Un altro punto cui abbiamo dedicato molto energie è quello dei “Centri diurni” per
portatori di demenze o altre patologie croniche invalidanti, pensati nella duplice
funzione di centri di animazione e cura, vorrei dire di riqualificazione urbana ma
anche sociale, con una funzione già “riparativa” e già di ospitalità per queste persone.
Queste strutture sono anche di sostegno alle famiglie ed ai caregiver, che potrebbero
ricevere il sollievo di 8 ore quotidiane durante le quali i loro cari sono assistiti e si
apre un sereno spazio di libertà per le altre incombenze.

La proposta infine impegna tutto il sistema sociosanitario in uno sforzo di


trasparenza e di lotta all’abusivismo, perché non siano più tollerate le situazioni di
vero e proprio sfruttamento degli anziani in case “abusive” (talora veri e propri lager)
senza regole di accreditamento, senza trasparenza e senza controlli. Non vogliamo
dimenticare gli orrori visti durante la pandemia ed anzi vogliamo farne occasione di
cambiamento profondo e di slancio verso un sistema di cure centrato sulla
abitazione.

La Carta disegna quel maturo senso civile dei diritti e dei doveri che una società ed
una democrazia “alta” devono saper offrire ai loro cittadini anziani. Non è una
proposta utopica. Partire dai più fragili, metterli al centro dell’attenzione, favorirà
uno sviluppo inclusivo e diffuso: gli anziani sono anche un crocevia di economie -
quella digitale, quella dei servizi, quella verde e quella dei consumi.
Carta per i diritti delle
persone anziane e i doveri
della comunità

Preambolo
La Costituzione italiana non contempla una tutela specifica dei diritti delle persone
anziane.

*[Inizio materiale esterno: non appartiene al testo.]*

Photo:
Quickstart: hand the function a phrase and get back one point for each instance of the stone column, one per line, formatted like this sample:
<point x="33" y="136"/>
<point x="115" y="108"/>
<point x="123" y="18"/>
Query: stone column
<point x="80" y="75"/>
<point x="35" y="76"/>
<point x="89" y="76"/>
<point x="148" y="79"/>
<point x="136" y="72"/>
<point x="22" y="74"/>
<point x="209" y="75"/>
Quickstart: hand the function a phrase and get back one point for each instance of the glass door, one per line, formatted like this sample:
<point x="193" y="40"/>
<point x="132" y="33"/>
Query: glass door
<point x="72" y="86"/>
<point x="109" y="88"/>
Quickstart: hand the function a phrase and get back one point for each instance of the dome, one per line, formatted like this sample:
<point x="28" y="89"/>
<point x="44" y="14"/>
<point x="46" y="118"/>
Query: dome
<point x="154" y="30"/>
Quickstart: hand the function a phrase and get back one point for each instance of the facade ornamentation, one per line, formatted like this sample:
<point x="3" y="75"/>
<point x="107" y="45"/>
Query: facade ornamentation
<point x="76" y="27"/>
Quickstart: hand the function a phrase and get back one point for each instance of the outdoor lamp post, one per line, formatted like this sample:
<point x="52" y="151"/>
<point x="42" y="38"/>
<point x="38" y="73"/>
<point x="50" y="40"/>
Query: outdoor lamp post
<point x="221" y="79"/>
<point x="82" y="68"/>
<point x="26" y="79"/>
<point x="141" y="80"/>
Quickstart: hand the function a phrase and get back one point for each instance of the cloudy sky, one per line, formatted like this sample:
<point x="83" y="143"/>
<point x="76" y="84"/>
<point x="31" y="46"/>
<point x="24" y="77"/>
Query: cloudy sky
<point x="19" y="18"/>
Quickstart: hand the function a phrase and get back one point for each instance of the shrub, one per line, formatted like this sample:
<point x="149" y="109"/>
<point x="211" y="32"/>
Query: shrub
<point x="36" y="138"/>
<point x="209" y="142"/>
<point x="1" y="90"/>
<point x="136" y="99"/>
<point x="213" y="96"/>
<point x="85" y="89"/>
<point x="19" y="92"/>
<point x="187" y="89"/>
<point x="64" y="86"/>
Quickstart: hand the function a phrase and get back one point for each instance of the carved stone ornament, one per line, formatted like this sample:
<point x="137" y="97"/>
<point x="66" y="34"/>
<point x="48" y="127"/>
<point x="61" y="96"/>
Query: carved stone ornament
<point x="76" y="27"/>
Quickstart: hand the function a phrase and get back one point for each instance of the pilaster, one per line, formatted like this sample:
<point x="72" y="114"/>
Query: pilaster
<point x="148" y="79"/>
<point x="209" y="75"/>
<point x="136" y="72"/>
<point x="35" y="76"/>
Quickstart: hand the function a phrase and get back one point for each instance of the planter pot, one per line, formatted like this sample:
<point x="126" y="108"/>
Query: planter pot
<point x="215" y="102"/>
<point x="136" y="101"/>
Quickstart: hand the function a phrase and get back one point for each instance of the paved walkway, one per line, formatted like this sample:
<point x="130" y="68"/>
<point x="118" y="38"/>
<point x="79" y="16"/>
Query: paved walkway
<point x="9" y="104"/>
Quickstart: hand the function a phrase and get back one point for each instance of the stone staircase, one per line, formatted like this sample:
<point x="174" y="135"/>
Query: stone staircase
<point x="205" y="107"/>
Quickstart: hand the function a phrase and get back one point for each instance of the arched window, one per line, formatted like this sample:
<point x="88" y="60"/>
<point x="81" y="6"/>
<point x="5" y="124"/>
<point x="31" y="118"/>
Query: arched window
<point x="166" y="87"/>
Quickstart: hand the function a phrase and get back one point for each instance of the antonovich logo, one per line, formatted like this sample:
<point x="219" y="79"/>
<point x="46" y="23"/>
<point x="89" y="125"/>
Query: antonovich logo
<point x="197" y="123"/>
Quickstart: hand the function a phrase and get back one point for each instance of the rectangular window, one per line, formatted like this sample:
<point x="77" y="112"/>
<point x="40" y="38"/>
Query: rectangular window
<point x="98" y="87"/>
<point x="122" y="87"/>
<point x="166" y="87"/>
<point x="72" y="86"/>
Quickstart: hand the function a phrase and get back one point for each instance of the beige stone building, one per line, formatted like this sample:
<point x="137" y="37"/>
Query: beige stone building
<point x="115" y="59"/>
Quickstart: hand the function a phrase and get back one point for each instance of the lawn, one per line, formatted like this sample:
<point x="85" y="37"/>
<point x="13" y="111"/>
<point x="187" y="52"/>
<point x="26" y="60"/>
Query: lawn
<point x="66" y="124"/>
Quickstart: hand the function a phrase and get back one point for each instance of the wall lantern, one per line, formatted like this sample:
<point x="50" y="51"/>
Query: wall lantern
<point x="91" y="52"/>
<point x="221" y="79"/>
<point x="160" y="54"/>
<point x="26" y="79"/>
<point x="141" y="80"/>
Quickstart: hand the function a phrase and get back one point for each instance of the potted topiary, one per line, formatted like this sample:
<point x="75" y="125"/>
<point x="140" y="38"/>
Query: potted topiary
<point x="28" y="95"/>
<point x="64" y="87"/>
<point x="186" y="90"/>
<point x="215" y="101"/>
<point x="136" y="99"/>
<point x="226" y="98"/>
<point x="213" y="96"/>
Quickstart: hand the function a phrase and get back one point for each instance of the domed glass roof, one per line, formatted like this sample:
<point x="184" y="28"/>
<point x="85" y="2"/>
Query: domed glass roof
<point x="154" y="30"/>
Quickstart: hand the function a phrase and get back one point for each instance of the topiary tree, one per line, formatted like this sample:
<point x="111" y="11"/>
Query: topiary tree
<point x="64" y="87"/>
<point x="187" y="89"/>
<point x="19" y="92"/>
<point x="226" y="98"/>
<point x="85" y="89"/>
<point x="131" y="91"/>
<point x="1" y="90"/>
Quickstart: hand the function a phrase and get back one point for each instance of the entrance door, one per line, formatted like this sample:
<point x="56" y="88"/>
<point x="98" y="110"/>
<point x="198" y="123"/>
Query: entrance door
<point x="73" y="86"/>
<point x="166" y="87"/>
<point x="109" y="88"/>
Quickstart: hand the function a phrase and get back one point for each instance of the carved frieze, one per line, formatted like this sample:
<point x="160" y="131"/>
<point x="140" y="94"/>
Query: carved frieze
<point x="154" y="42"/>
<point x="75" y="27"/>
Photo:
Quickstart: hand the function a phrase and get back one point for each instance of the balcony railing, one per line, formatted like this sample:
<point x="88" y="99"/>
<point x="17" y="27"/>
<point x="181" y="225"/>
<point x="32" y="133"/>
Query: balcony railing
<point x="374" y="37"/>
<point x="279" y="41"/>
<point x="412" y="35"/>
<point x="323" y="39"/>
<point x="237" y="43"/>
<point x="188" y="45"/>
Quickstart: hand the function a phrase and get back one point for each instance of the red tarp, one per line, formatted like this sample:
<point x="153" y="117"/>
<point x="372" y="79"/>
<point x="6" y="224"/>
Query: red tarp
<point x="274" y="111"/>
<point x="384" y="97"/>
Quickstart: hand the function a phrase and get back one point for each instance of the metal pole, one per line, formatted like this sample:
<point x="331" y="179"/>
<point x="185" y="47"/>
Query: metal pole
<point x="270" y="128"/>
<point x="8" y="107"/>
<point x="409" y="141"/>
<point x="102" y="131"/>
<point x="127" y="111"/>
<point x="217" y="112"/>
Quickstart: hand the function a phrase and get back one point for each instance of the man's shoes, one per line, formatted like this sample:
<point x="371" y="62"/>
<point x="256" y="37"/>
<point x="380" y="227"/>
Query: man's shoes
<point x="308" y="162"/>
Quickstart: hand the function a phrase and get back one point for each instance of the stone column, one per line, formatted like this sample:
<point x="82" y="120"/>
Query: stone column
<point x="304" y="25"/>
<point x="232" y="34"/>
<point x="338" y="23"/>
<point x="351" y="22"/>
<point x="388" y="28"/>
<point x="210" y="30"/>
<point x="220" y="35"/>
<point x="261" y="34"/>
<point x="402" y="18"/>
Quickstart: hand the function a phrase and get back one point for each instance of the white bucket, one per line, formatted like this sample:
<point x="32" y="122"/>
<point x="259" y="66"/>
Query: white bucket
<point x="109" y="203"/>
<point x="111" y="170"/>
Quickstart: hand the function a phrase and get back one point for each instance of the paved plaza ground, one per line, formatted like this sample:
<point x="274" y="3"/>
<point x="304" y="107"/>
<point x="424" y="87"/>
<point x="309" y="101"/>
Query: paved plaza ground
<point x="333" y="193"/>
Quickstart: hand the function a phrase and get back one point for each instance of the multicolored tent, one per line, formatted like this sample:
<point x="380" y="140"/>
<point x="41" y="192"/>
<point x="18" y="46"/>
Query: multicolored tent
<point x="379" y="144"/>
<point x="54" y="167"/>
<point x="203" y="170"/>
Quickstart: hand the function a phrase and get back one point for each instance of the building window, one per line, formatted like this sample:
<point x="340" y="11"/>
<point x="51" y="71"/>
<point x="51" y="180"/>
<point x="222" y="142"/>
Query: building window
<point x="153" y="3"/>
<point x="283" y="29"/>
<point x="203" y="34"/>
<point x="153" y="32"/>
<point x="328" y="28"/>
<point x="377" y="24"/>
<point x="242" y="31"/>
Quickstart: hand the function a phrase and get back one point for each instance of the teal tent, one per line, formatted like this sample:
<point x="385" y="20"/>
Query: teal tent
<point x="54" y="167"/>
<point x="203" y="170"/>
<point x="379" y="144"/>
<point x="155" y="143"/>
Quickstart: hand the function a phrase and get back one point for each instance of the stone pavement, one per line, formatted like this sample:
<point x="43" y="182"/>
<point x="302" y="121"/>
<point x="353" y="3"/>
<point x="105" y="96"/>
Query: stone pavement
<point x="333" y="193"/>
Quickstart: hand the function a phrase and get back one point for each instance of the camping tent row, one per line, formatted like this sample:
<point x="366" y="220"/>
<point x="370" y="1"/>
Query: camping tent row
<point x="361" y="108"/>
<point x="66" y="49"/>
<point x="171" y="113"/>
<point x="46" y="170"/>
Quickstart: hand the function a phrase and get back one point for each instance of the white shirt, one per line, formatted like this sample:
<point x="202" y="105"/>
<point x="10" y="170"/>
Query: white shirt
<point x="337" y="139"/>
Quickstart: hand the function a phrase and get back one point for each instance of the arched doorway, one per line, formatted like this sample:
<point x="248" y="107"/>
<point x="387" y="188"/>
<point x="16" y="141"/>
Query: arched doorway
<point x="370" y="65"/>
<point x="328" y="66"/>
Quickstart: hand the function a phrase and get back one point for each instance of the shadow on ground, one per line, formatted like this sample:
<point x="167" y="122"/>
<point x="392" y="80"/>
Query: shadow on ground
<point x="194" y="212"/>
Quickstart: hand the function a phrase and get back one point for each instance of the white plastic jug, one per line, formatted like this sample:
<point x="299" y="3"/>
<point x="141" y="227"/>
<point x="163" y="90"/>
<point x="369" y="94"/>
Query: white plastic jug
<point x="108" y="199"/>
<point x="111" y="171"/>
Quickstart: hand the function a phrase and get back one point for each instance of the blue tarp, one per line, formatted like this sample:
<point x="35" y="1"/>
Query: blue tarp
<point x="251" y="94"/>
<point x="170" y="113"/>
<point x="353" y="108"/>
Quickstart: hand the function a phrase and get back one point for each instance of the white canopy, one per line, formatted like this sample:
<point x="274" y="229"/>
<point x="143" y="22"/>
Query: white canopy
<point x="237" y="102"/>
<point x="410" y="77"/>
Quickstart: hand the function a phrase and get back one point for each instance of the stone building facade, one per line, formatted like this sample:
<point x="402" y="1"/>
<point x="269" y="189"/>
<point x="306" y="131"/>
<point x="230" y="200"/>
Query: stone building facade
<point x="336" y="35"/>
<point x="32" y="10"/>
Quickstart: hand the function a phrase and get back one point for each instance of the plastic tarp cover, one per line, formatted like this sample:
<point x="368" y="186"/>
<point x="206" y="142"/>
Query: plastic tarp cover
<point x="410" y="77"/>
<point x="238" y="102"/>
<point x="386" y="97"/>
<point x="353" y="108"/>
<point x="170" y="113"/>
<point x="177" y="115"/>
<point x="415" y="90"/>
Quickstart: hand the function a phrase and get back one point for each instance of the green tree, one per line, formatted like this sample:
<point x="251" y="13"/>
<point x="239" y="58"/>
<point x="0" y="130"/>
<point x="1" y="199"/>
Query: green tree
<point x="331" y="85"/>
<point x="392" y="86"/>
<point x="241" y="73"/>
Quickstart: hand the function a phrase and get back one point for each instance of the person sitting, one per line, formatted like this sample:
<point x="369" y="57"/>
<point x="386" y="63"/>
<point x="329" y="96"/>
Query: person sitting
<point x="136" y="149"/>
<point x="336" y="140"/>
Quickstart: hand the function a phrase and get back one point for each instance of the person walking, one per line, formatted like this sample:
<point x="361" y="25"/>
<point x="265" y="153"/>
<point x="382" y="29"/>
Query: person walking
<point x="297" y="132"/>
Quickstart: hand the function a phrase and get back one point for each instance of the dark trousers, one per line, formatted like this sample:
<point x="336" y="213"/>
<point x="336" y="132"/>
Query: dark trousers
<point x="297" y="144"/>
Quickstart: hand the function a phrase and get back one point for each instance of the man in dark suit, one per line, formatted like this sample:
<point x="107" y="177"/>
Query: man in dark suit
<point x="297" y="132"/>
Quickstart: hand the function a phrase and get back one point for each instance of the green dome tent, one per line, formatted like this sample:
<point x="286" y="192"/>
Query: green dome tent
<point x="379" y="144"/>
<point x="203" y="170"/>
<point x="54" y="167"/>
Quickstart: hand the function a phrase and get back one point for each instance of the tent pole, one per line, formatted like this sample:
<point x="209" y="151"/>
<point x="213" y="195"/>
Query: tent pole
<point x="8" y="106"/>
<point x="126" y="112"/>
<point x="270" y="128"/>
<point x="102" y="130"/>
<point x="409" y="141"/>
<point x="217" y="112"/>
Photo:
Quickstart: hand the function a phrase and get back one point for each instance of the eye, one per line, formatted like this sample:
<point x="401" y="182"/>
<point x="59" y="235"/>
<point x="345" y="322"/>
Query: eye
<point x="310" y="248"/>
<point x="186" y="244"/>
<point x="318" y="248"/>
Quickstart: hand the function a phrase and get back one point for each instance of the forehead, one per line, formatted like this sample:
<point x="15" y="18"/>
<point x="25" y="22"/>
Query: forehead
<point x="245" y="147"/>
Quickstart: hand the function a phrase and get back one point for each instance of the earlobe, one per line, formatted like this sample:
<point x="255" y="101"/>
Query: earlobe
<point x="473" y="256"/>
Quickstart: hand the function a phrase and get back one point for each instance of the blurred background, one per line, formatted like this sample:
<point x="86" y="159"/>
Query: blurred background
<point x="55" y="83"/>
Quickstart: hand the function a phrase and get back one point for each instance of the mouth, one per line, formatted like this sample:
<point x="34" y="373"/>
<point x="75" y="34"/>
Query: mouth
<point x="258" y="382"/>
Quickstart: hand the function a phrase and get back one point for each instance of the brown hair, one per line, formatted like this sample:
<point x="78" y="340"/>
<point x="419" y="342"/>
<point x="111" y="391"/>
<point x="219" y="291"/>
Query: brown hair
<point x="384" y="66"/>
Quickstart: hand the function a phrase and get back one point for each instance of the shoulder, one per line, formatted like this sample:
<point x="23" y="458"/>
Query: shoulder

La sua stesura in anni in cui le problematiche della Terza Età erano meno
rilevanti nel dibattito pubblico odierno hanno contribuito a far sì che non vi fosse sul
tema alcun preciso riferimento nella Carta costituzionale, che si è limitata a
prevedere misure assistenziali in caso di vecchiaia. Anche per questo in anni più
recenti e in diversi modi si è pensato di ovviare a questa mancanza, ad esempio
introducendo all’art. 3 tra i fattori di non discriminazione l’età.

Diverso è stato invece l’atteggiamento delle istituzioni dell’Unione Europea. La Carta


dei diritti fondamentali, siglata nel 2000, ha dedicato un articolo specifico ai diritti
delle persone anziane, l’art. 25 per il quale “L’Unione riconosce e rispetta il diritto
delle persone anziane di condurre una vita dignitosa e indipendente e di partecipare
alla vita sociale e culturale”. Si tratta di un’efficace base normativa da cui muovere
per una riflessione approfondita ed una proposta innovativa che rispondano ai
crescenti e non rinviabili bisogni espressi dalle persone anziane.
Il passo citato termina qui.